We explain the 11 ethical guidelines and the corresponding types of unethical behavior below:
(1) To respect copyright. There are three types of unethical behavior related to copyright, described below:
S1: No attribution to the author in code. This issue occurs when the stakeholders failed to give proper credit after copying a piece of code [42]. An example for S1 is:
An example for S1 is: (S1) “it is unethical not to credit or at the least, point out that these features are inspired by...” [5]
S2: Soft forking. This issue occurs if the copied item is a repository and the copied repository has not been forked. Although GitHub encourages forking for social coding, a copied repository should acknowledge the original repository by creating an official fork [72]. An example discussion for S2 is:
(S2) “Unauthorised copy of... unethical... You must delete this repo and fork from the original...” [6]

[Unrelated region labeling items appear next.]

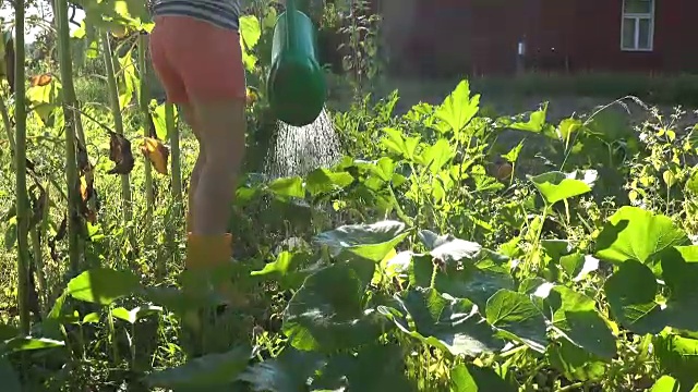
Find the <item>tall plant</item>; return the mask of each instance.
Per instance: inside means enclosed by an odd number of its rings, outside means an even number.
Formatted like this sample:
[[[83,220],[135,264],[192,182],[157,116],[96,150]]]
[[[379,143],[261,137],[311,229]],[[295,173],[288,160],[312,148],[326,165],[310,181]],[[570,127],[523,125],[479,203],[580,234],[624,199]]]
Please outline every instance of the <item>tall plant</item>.
[[[82,219],[80,218],[80,177],[77,175],[77,143],[75,130],[77,98],[73,84],[73,63],[70,46],[70,26],[68,16],[68,1],[53,0],[55,24],[58,32],[58,59],[63,87],[61,98],[63,103],[64,135],[65,135],[65,180],[68,183],[68,246],[71,274],[80,271],[80,231]],[[24,46],[22,46],[24,48]]]
[[[109,42],[109,34],[104,33],[101,37],[101,48],[104,51],[106,71],[107,71],[107,88],[109,93],[109,105],[111,114],[113,115],[115,131],[123,136],[123,118],[121,115],[121,107],[119,105],[119,89],[117,86],[117,76],[113,66],[113,52]],[[133,200],[131,196],[131,180],[129,174],[121,174],[121,203],[123,212],[123,224],[130,228],[133,222]],[[131,229],[128,229],[128,236],[131,248],[135,248],[135,238]]]
[[[14,8],[14,42],[16,52],[14,58],[15,97],[24,97],[25,94],[25,72],[24,72],[24,0],[16,0]],[[29,199],[26,192],[26,106],[22,99],[15,105],[15,192],[17,210],[17,279],[19,279],[19,301],[20,324],[22,333],[29,333],[29,309],[28,309],[28,287],[29,287]]]

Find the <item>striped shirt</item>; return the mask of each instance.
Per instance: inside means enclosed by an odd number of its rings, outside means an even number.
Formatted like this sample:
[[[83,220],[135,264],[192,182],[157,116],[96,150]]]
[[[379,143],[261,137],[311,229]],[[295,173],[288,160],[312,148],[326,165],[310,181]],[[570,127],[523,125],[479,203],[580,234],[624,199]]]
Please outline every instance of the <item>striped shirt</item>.
[[[153,16],[184,15],[221,28],[239,28],[240,0],[155,0]]]

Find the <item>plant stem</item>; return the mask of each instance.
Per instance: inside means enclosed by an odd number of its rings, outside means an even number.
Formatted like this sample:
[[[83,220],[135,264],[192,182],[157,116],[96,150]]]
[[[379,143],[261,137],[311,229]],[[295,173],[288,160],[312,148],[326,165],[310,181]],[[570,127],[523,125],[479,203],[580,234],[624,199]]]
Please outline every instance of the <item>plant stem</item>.
[[[21,333],[29,334],[29,260],[28,260],[28,223],[29,223],[29,199],[26,193],[26,106],[24,96],[26,94],[24,73],[24,0],[16,0],[14,5],[14,42],[16,46],[14,58],[15,72],[15,97],[16,105],[14,117],[16,120],[16,150],[14,155],[15,164],[15,192],[17,206],[17,308],[20,309]]]
[[[174,121],[174,107],[172,103],[165,103],[165,125],[167,134],[170,139],[170,168],[172,171],[172,201],[174,205],[172,221],[180,222],[182,219],[182,211],[184,209],[184,200],[182,198],[182,168],[180,162],[180,148],[179,148],[179,127]],[[170,225],[173,226],[173,225]],[[179,252],[177,252],[177,231],[171,230],[169,234],[169,249],[171,252],[171,261],[174,265],[179,265]],[[160,266],[161,272],[165,273],[166,266]]]
[[[75,121],[76,117],[71,107],[77,107],[75,86],[73,85],[73,63],[70,50],[70,28],[68,21],[68,1],[53,0],[55,23],[58,30],[58,58],[60,63],[63,118],[65,119],[65,180],[68,183],[68,247],[71,274],[80,271],[80,219],[79,179],[75,152]]]
[[[141,105],[141,114],[143,117],[143,136],[149,137],[153,133],[153,121],[151,119],[151,110],[148,105],[151,103],[151,98],[148,95],[148,74],[147,74],[147,63],[146,63],[146,48],[148,41],[147,36],[145,34],[141,34],[139,36],[139,68],[141,69],[141,74],[139,77],[141,78],[141,96],[139,97],[139,102]],[[145,157],[144,157],[145,158]],[[153,168],[151,164],[151,160],[147,158],[144,159],[145,167],[145,221],[153,221],[153,209],[155,206],[155,193],[153,192]],[[153,241],[153,235],[151,233],[151,225],[146,224],[144,228],[145,236],[144,236],[144,245],[149,246]]]
[[[4,103],[4,91],[0,89],[0,114],[2,115],[2,125],[8,134],[8,143],[10,143],[10,152],[14,157],[16,147],[14,145],[14,136],[12,135],[12,123],[10,122],[10,113],[8,112],[8,106]]]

S3: Plagiarism. Plagiarism occurs if the stakeholders copied texts (non-source code) or the entire product regardless of giving credit or not [35]. An example discussion for S3 is:
(S3) “Interactive book should be free of plagiarism. By replicating the content used by...unethical.” [7]

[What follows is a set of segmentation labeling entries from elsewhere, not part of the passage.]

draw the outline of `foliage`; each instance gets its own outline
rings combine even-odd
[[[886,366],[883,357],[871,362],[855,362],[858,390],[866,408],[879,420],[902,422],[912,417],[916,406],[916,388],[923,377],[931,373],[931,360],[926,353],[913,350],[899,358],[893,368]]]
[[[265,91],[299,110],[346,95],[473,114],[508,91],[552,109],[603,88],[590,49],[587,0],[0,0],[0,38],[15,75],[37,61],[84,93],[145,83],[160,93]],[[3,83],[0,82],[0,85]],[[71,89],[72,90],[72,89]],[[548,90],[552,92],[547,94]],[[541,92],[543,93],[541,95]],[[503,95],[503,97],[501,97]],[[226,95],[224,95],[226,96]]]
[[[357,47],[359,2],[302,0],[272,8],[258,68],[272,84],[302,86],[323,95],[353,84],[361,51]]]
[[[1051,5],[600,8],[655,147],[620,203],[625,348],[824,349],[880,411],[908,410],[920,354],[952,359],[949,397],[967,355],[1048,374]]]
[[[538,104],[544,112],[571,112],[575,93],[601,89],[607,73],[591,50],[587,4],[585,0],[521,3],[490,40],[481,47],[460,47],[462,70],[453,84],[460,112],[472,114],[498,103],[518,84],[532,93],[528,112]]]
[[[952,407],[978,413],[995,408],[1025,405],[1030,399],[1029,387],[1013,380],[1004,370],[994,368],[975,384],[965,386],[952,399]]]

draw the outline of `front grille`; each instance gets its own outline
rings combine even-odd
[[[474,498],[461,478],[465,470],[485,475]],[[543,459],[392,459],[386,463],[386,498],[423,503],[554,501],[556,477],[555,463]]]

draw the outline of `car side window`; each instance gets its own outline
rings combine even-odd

In this example, the repository of an interactive book is unethical because the book uses copied texts from several websites.
(2) To help individuals make informed consent decisions easier via licensing. There are three types of unethical behavior related to licensing, described below:
S4: License incompatibility. It occurs if the repository includes source code or text files carrying different license types than the project’s license because stakeholders must ensure license compatibility of the repository. Example for S4 is:
(S4) “To continue distributing when we know they have incompatible licenses is unethical.” [8].
S5: No license provided in public repository. This issue occurs if the public repository does not have any license and the stakeholders request for it because licenses state the official permissions to use a repository, and project owners should provide them if the OSS is public for greater transparency. An example comment for S5 is:
(S5) “The repository is public which implies an intent of being open-source but no license is specified making review of the code an issue...People get...at the end of the day, but they are funding this stuff instead of the... developers. That’s unethical but legal.” [9].
S6: Uninformed license change. Due to transparency concerns, OSS developers should inform the stakeholders about the license change (via CHANGELOG or PR) prior to changing the license. S6 occurs if the contributors fail to do so. An example for S6 is:
(S6) “Normally license change are announced in some form of PR or announcement or discussion and none of that has taken place...I find this silent change unethical.” [10]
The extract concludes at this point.